Negocio jurídico En el derecho privado sobre todo, y en la categoría general del a. jurídico, se viene distinguiendo hace tiempo una categoría más restringida de actos, denominados negocios jurídicos, y para los cuales se ha formulado un conjunto de principios generales valederos para todas las especies de tales actos, y que constituyen una doctrina general del negocio jurídico. Entiéndese por negocio jurídico ordinariamente aquel a. jurídico que consiste en una manifestación de la voluntad dirigida a producir un efecto jurídico. Son, pues, requisitos esenciales de todo negocio jurídico: la voluntad del autor o de los autores; la capacidad (natural o legal) de los mismos, dado que la voluntad no tiene efecto ante la ley si no emana de un sujeto capaz; la manifestación externa, sin la cual la voluntad interna no se toma en consideración por el derecho. Para cada especie de negocio jurídico establece la ley otros requisitos esenciales, y además pueden ser puestos otros por la voluntad privada.
La falta de cualquiera de estos requisitos esenciales, como también la ilicitud del negocio, hacen que el derecho no reconozca al negocio los efectos jurídicos que le serían propios, o sea, que resulte nulo; lo mismo se ha de decir en el caso de que la externa manifestación de la voluntad no coincidiese con la voluntad interna; y en el caso de que, prescribiendo la ley que la manifestación externa de la voluntad se hiciera de un modo determinado (forma), haya sido hecha de una manera distinta. La ley, sin embargo, ha establecido diversos atenuantes, en beneficio sobre todo de aquellas personas que sin culpa suya habrían sido perjudicadas de ser nulo el negocio. En cambio, la falta de requisitos de menor importancia, o también la simple irregularidad de requisitos, aun esenciales, tiene por efecto no que el negocio jurídico sea nulo, sino que sea anulable, o sea que ciertas personas, indicadas por la ley, puedan requerir que sea anulado (esta anulación normalmente ha de ser pronunciada por el juez).

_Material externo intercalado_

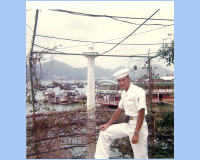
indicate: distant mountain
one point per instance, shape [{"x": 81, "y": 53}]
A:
[{"x": 60, "y": 69}]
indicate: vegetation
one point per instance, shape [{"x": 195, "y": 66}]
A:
[
  {"x": 166, "y": 50},
  {"x": 163, "y": 137}
]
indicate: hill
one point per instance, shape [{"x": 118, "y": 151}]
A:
[{"x": 60, "y": 69}]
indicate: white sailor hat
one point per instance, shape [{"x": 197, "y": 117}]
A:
[{"x": 121, "y": 73}]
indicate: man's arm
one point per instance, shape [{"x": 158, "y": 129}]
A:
[
  {"x": 116, "y": 115},
  {"x": 140, "y": 120}
]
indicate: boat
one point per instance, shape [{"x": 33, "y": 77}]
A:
[
  {"x": 49, "y": 94},
  {"x": 108, "y": 93}
]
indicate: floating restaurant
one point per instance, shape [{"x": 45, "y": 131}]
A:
[{"x": 109, "y": 93}]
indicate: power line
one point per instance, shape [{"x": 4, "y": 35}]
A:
[
  {"x": 136, "y": 23},
  {"x": 93, "y": 15},
  {"x": 119, "y": 37},
  {"x": 103, "y": 42},
  {"x": 82, "y": 54},
  {"x": 131, "y": 33}
]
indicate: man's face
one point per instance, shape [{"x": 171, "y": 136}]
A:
[{"x": 124, "y": 82}]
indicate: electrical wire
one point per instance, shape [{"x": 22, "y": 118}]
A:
[
  {"x": 117, "y": 38},
  {"x": 103, "y": 42},
  {"x": 93, "y": 15},
  {"x": 132, "y": 32},
  {"x": 136, "y": 23}
]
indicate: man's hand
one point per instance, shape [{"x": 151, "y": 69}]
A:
[
  {"x": 104, "y": 127},
  {"x": 135, "y": 139}
]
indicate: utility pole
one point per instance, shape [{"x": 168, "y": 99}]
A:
[
  {"x": 150, "y": 95},
  {"x": 91, "y": 119},
  {"x": 30, "y": 62}
]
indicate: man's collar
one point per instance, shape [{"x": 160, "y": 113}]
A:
[{"x": 129, "y": 89}]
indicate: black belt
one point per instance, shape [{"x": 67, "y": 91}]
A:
[{"x": 128, "y": 118}]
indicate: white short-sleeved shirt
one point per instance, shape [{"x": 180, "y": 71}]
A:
[{"x": 133, "y": 100}]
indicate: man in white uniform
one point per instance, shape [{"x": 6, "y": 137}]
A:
[{"x": 133, "y": 101}]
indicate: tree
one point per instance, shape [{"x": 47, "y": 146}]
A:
[{"x": 166, "y": 50}]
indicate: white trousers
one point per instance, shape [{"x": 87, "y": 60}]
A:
[{"x": 140, "y": 149}]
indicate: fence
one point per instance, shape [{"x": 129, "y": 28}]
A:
[{"x": 63, "y": 134}]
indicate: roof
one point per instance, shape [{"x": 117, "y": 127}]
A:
[
  {"x": 106, "y": 82},
  {"x": 155, "y": 83},
  {"x": 167, "y": 78},
  {"x": 107, "y": 91}
]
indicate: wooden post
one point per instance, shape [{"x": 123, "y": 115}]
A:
[{"x": 91, "y": 121}]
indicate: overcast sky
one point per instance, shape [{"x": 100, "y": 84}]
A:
[{"x": 65, "y": 25}]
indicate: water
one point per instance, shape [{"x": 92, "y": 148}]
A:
[{"x": 57, "y": 107}]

Entre los casos más importantes de anulación hay que tener presente los llamados vicios de la voluntad, que se dan cuando la voluntad subsiste, pero ha sido formada de una manera irregular a causa de temor grave, error esencial o dolo (engaño) ajeno. Otro estado del negocio jurídico que hemos de considerar es la pendencia del mismo, que se tiene cuando falta algún requisito para que el negocio exista y para que produzca sus efectos, aunque existe todavía la posibilidad de que sobrevenga el requisito que falta. El caso más común lo tenemos cuando el autor o los autores del negocio jurídico subordinan su voluntad a un suceso futuro e incierto (condición), de cuya verificación o no verificación hacen depender la existencia (en este caso la condición se llama suspensiva), o bien la cesación (condición resolutiva) del negocio jurídico. Cip.